Klinger, Kreiss, and Mutsvairo take a broad approach to the term “technology,” considering the term inclusive of all “knowledge, skills, processes, methods, and tools.” In this broad sense, technology has shaped both communication and political systems for the bulk of human history, leaving its mark through everything from the first bound volumes (the codex) to the printing press. More recently, the increasing ubiquity of the internet and related digital technologies have revolutionized societal approaches to political communications, though not always in the ways we might expect. As one example, the supposed existence of closed-off, like-minded social media “filter bubbles” or “echo chambers” has not held up to empirical scrutiny, yet filter bubbles and echo chambers have received undue academic and media attention.
Both political and media systems are capable of generating social progress and backsliding, often simultaneously. Just as digital technologies can bring attention to organizing efforts in pursuit of liberal democratic ideals, so too can digital platforms fan the flames of illiberalism, authoritarianism, and racism. Though digital media platforms can theoretically serve as democratizing forces in political systems, the democratizing power of social media is not always achieved in practice. In Klinger, Kreiss, and Mutsvairo’s words, “Democracy – like any political system – must be continually performed, legitimated, and protected by many institutions and political actors.” Democracy must be repeatedly achieved, and the work to sustain democracy continues even in an increasingly digital society.

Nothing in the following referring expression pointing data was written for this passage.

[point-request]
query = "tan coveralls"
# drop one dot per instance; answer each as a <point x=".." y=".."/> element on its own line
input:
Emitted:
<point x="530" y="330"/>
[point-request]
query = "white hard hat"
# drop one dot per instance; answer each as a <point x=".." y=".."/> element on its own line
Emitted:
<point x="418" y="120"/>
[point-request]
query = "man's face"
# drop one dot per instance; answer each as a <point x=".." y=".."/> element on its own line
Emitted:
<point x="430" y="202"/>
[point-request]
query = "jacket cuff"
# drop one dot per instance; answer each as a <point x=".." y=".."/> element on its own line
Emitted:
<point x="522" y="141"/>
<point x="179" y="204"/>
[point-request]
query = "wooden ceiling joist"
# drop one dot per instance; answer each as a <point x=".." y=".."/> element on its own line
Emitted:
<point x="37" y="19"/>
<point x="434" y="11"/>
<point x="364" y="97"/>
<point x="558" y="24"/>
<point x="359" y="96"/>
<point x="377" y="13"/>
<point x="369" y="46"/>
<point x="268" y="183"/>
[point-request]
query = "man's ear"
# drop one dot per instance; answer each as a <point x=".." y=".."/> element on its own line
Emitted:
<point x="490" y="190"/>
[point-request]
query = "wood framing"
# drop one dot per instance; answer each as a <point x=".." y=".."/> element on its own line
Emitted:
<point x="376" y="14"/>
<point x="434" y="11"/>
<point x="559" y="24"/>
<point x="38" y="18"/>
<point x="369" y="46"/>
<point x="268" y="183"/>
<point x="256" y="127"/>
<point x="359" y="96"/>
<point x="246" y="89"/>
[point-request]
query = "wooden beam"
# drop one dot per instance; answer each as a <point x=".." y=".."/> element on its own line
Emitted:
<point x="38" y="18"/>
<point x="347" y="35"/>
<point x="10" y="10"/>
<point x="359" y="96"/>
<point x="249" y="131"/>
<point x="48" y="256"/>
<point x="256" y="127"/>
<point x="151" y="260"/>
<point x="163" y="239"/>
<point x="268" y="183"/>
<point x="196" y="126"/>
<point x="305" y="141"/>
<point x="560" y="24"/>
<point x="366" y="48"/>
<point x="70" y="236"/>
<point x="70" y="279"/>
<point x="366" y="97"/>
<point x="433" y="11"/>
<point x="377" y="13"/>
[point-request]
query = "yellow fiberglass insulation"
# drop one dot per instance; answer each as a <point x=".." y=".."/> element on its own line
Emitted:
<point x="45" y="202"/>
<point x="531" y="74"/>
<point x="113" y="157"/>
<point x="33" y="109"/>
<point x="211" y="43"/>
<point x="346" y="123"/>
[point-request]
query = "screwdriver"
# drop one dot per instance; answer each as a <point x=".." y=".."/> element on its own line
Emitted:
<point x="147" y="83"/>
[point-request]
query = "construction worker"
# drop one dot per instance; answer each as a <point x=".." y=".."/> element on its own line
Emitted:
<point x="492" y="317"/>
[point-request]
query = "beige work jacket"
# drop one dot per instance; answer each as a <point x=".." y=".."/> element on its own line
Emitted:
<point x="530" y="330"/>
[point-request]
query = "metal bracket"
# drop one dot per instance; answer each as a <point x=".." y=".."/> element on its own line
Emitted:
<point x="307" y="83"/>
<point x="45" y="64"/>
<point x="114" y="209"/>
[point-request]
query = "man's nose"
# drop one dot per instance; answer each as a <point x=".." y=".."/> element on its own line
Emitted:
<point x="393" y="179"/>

In 13 chapters designed to be read together or alone, and interspersed with compelling cases illustrating important concepts, Klinger, Kreiss, and Mutsvairo’s text provides important insight into how we can understand the digitization of political communication while remaining cognizant that it remains embedded in broader systems of power. In doing so, the authors provide a valuable resource for students, researchers, journalists, and other stakeholders—as well as anyone interested in understanding the connections between politics, communication, and an ever-more digital world.